If Mr. Murphy of "Murphy's Law" fame [1] had been a mathematician he would have had a warning something along the lines of: "Beware of Square Root of 2 errors."

I don't know why, but lately I have run across many examples of this kind of error. One involved a paper in a respected journal. Some folks were measuring very low frequency noise. To make a measurement, they used two of their devices and summed them together, then made the statement that this would double their voltage noise. This sounds logical, until you think of the random nature of noise and point by point examine what really happens when random noise is uncorrelated.

If the first random source of the noise happened to have a positive value at time Tn, any other random noise source in the universe is likely to have an opposite sign at time Tn, and even if it has the same sign it is likely to be of a different magnitude. So the summation is really not in phase or in series.

The probability is that over a long period of time the output of two uncorrelated noise sources summed together is really reduced by 1/Sqrt(2). And if you have N sources summed together the reduction is 1/Sqrt(N).

If they had carefully checked the result, which is sometimes very hard to do because you don't know what answer you are looking for in the first place, they might have spotted the error.

In a situation like this, simulating the measurement chain might help spot the error. Or inputting known signals and measuring them can help spot all sorts of issues.

100% in Error Every Time
Here is an example that is easy to see the error in, yet I have never seen it done completely right. The ubiquitous Discrete Fourier Transform (DFT) or, as it is commonly called, the Fast Fourier Transform (FFT) [2].

Now I understand that absolute accuracy of the result is not needed in many fields, but to us instrumentation folks we like to get an accurate amplitude out of our DFTs because we are making calibrated measurements [3].

Here is the scenario as you will see it on countless MATLAB and other programming language examples around the web:

Figure 1: A typical FFT example script that is found in every language (not just MATLAB) all over the web. Is the scaling here really right at line 17? [4].

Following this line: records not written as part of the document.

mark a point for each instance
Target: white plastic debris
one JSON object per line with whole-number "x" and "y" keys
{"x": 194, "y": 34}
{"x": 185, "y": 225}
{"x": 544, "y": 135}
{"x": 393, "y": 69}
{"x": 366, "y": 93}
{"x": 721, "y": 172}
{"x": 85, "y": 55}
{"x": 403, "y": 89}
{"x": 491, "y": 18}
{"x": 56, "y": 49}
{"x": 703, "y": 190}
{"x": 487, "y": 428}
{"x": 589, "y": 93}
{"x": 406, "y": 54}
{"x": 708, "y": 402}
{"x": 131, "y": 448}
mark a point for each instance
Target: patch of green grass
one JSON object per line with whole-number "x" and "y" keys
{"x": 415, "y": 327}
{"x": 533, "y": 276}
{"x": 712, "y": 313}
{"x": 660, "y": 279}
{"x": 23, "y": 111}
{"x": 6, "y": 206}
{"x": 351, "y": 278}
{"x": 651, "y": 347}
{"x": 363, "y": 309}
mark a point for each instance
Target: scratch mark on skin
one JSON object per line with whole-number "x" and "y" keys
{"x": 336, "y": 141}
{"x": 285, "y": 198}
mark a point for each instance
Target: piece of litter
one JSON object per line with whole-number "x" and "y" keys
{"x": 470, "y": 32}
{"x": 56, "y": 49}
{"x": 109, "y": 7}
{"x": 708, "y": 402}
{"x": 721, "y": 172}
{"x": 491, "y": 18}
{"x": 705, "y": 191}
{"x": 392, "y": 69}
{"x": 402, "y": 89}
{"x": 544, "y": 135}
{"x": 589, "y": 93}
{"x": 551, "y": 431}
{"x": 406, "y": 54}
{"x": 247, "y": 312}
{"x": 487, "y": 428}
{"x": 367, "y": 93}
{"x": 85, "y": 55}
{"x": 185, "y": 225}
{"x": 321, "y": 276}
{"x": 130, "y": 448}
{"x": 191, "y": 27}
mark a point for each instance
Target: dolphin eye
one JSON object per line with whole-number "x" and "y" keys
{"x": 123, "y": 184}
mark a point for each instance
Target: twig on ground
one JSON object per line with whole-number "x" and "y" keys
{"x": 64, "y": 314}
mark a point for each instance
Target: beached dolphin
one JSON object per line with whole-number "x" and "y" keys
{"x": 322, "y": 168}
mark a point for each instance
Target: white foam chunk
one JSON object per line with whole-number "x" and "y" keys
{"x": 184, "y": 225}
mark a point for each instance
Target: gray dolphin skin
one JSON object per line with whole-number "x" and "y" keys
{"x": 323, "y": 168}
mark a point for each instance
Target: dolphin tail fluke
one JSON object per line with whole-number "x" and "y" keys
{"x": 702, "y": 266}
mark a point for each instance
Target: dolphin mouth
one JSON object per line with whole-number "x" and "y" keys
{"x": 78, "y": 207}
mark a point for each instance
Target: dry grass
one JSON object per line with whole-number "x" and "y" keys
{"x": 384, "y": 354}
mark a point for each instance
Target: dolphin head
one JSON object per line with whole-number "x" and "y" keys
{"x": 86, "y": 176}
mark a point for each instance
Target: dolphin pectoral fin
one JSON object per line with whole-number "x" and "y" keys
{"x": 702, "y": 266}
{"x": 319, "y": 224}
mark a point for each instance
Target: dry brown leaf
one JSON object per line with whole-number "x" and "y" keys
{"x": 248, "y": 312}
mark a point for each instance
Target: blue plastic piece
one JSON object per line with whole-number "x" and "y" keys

Is the DFT scaling of the script in Figure 1 really right? To find out, let's look at the input and result. The input is merely a sine wave of 1 volt peak (or 2 volts peak to peak) (Figure 2).

Figure 2: Zoomed in portion of the waveform created by the script in Figure 1. Clearly this is a 1-volt peak sine wave, which is 1/sqrt(2) or 0.707 Volts rms.

The result of the script in Figure 1 is a single-frequency spike with an amplitude of 1 (Figure 3). All is good right? Well, no. The resultant units of a DFT is Volts rms, not Volts Peak!

Figure 3: The resulting DFT from the script in Figure 1. It shows 1 volt peak at 100 Hz, but are those really the right units? No - the result of a DFT scaled for spectrum analysis is Volts rms.

We put in a sine wave with an amplitude of 1 Volt peak, which is 0.707 Volts rms. Wait, what was that DFT result again? It was 1 Volts rms, but that is not what was input to the DFT. Guess what? The result is off by the square root of 2! Everyone apparently gets lulled into thinking that the result is scaled properly because it just so happens in this case that 1 volt peak input gave a DFT amplitude of 1.